Une autre alternative est de faire un feu de bois. A l'aide d'un torchon que vous secouerez au-dessus des flammes, dessinez des lettres de fumée qui, les unes après les autres, formeront le corps de votre message à mon intention. En espérant qu'il y ait moins de nuages que ce matin.

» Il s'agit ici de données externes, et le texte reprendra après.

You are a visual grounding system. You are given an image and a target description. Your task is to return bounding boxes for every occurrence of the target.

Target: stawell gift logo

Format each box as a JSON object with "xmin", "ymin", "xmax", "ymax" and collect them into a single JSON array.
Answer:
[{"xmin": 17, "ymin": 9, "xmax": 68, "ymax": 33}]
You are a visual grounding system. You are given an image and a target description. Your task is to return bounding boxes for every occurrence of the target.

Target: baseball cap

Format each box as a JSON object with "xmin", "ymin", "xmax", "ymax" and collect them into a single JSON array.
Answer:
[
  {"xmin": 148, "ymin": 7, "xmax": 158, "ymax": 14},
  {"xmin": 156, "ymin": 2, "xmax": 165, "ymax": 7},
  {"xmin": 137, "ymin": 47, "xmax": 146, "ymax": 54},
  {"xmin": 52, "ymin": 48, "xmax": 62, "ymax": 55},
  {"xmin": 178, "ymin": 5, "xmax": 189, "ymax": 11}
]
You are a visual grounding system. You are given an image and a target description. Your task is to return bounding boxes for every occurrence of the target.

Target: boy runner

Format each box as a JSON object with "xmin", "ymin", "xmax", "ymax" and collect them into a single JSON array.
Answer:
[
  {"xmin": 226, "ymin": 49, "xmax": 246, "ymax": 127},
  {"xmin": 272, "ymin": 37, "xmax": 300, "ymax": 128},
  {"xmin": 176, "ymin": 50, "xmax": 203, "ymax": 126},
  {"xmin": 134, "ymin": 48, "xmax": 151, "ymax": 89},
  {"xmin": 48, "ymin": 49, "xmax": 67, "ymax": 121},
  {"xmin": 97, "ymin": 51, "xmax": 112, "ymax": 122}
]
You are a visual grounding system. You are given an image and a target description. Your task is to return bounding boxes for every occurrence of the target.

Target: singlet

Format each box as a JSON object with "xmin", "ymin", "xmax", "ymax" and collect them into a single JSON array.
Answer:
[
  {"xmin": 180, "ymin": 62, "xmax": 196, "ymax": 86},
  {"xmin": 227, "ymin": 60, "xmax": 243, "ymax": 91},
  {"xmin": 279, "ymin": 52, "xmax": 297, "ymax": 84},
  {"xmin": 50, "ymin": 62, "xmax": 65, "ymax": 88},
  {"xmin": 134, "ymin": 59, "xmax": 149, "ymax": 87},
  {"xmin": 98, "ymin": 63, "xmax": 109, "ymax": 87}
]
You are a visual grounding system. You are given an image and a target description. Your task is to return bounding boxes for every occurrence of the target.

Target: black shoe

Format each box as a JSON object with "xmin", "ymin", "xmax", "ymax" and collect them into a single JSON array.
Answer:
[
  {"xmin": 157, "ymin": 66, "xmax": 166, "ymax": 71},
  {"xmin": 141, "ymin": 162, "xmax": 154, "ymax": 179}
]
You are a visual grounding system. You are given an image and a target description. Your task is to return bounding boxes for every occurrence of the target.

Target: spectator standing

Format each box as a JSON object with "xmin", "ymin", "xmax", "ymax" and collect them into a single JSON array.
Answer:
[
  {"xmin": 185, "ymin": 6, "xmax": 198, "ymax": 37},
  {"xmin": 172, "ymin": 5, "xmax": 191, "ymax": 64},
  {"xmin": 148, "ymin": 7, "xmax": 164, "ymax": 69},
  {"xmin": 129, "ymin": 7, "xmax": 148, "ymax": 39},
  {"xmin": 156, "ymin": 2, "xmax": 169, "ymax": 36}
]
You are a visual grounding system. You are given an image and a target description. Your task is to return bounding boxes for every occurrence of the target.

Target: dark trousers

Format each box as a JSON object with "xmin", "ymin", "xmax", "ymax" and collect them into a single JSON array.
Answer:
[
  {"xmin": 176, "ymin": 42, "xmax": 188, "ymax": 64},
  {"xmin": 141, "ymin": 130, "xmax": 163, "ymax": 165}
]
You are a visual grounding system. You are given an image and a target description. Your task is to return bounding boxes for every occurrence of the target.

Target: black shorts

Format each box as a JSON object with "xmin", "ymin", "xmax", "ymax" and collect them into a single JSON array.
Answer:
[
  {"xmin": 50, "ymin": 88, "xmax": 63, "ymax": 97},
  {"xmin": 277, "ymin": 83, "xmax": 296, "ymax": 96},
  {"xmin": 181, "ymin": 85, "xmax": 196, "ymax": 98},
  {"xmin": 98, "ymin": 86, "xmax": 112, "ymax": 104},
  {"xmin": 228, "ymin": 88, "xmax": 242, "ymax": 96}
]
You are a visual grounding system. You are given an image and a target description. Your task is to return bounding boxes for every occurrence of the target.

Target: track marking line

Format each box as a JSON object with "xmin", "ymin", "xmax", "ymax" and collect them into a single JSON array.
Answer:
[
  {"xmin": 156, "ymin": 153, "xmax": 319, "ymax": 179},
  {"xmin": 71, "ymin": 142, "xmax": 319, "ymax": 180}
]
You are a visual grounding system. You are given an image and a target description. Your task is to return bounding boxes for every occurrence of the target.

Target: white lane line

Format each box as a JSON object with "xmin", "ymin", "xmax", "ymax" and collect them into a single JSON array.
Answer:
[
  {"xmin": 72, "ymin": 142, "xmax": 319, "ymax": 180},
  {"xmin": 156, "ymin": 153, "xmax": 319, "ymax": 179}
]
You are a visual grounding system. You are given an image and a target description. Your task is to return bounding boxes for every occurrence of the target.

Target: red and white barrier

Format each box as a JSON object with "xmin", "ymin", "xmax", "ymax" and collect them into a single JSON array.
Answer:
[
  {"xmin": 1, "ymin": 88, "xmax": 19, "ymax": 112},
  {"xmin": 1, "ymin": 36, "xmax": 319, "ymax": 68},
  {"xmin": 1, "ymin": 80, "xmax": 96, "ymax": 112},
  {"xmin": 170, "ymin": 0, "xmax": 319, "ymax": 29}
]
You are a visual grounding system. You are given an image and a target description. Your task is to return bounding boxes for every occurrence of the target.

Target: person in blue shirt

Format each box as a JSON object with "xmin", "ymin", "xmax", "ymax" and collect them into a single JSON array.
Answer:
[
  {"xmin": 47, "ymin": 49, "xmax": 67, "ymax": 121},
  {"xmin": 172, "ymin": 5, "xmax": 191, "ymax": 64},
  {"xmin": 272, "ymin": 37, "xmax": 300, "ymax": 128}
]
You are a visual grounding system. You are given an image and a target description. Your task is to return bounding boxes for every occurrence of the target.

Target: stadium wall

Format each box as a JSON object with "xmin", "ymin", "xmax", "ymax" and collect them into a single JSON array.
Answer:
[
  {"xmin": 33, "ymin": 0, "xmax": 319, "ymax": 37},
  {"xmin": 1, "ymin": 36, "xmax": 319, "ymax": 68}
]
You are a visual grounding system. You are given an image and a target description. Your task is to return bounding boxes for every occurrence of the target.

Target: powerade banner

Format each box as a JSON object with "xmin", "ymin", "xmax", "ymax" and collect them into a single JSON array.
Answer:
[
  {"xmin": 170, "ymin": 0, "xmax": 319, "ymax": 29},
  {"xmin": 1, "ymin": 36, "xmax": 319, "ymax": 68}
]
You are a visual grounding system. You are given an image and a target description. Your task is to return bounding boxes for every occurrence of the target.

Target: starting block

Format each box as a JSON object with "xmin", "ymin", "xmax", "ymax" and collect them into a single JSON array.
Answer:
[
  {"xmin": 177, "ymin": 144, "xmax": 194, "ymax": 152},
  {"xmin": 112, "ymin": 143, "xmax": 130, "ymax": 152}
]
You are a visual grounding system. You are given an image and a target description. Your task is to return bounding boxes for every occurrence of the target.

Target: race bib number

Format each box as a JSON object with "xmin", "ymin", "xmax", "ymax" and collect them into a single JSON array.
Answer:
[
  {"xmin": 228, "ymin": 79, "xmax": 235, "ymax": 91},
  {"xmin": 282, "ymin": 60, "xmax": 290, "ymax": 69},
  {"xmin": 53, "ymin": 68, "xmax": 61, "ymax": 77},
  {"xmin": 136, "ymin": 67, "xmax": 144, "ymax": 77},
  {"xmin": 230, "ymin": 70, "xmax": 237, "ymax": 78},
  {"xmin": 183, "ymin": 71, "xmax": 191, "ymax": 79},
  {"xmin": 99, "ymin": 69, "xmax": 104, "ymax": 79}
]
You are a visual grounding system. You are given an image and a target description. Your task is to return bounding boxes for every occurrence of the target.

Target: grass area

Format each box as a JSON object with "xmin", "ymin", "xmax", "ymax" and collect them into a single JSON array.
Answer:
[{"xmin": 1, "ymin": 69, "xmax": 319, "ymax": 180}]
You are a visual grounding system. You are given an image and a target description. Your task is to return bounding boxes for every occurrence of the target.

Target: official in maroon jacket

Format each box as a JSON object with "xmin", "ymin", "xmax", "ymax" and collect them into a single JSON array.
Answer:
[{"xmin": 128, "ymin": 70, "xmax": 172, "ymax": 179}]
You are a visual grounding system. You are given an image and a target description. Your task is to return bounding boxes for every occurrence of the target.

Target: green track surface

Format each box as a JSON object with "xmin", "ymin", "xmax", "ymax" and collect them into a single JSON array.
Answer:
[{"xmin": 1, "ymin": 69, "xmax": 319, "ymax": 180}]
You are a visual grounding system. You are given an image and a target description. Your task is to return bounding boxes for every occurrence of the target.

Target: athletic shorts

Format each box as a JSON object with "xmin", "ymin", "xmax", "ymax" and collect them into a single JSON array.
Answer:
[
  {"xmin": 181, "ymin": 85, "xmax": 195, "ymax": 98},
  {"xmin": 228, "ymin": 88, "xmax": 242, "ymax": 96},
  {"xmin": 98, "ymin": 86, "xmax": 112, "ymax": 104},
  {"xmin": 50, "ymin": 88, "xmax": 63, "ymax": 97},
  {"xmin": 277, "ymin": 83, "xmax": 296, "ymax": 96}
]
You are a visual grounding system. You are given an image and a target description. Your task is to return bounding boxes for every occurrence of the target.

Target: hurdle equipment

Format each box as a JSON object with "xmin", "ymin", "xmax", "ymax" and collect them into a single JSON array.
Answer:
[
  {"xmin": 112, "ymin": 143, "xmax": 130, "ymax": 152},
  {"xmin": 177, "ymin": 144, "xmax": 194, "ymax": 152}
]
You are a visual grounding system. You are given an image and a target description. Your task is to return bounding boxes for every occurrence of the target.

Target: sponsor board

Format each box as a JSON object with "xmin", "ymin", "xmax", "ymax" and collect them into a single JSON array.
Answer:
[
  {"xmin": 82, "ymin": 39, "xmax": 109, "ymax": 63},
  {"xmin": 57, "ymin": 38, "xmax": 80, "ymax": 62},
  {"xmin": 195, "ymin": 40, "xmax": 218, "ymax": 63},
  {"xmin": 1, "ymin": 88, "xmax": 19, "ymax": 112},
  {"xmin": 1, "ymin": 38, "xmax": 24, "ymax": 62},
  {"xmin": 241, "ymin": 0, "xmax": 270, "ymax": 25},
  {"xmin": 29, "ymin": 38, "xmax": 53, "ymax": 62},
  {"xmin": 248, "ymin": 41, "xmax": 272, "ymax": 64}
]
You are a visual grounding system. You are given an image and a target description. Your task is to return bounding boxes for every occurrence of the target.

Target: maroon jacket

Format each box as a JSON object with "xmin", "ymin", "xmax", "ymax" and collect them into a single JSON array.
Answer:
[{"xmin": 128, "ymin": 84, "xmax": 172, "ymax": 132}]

Ne vous inquiétez pas, vous aurez bientôt le troisième choix de vous adresser à ma secrétaire, dont je vais bientôt commencer le processus de recrutement. Cette personne aura peut-être la même voix que moi, mais elle vous vouvoiera, n'en soyez pas surpris. Elle répondra aux téléphone, mails et courriers papiers, vous pourrez lui dire tout ce que bon vous semble, elle transmettra idem - tout ce que bon lui semble. Elle vous parlera de moi à la troisième personne, vous rassurera au besoin sur l'état de mon dos, l'avancement de mes travaux, l'humeur de ma chienne et la météo à bordeaux. Elle sera délicieusement polie et admirablement détachée.


Ainsi quand je ne serai pas là, elle le sera. Et au fur et à mesure de sa présence, j'aurai peut-être plus de disponibilités. Vivement que je la trouve. Qu'on se retrouve.